Me saca de la cama con unos buenos días llenos de serenidad; discuto con mi cascarrabias si no se trata de una impostación. Por un momento dudo sobre la calma y dulzura que desprende su forma de hablar, pero debe ser algo natural si las mantiene durante tanto tiempo. Claro, súmale la piel pálida y los iris de orfebre. El haber estado escondida en mi memoria y su reaparición orquestada. La desnudez de nuestra conversación matinal: yo me fumo un par de sus cigarrillos negros mientras ella se disculpa por el crunch de sus cereales. La cago diciéndole que el crunch tiene algo bello que no debe ser silenciado. O quizás no. Parece cómoda con lo irritante de mi franqueza. Caminamos juntos, vamos al estanco, la acompaño al banco, seguimos hasta la estación. Mientras tanto hablamos de belleza interna y curvada, de suicidio, depresión y amor.

Nos despedimos con cortesía. Supongo que ella, de guardarme, lo hace en un rincón apretujado de la memoria. Yo no llego a planteármela hasta pasados dos días. Entonces la coloco junto al azafrán y los poemas adolescentes. Me abofeteo por no haber sabido verla en 1994. Claro que… ¿qué coño veía yo entonces? Mamás como ella, treintañeras serenas con aspecto de lavarse las mejillas con jabones florales.

Mi tragedia comienza cuando nos veo en la misma sala de espera. El amor que no llega. Porque ella, al igual que yo, cree en la posibilidad de mantener una relación limpia y trazada desde el respeto y otras cosas incondicionales.
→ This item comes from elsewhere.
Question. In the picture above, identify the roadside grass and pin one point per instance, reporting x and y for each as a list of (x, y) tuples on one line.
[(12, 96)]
Esperamos, charlamos compartiendo afinidades. Podríamos conformarnos con un baile de sexos, pero si ella lo hiciera dejaría de admirarla. Así que ninguno de los dos se detiene ahí y el intercambio sigue. Prefiero admirarla silenciosamente. Recordar dónde está cada lunar y dejarla ahí, pintando encima del sol de la mañana con una de las ceras del descansillo.

Mejor dejarlo ahí. Yo nunca seré padre, sólo me acercaré a los niños y contemplaré a sus madres.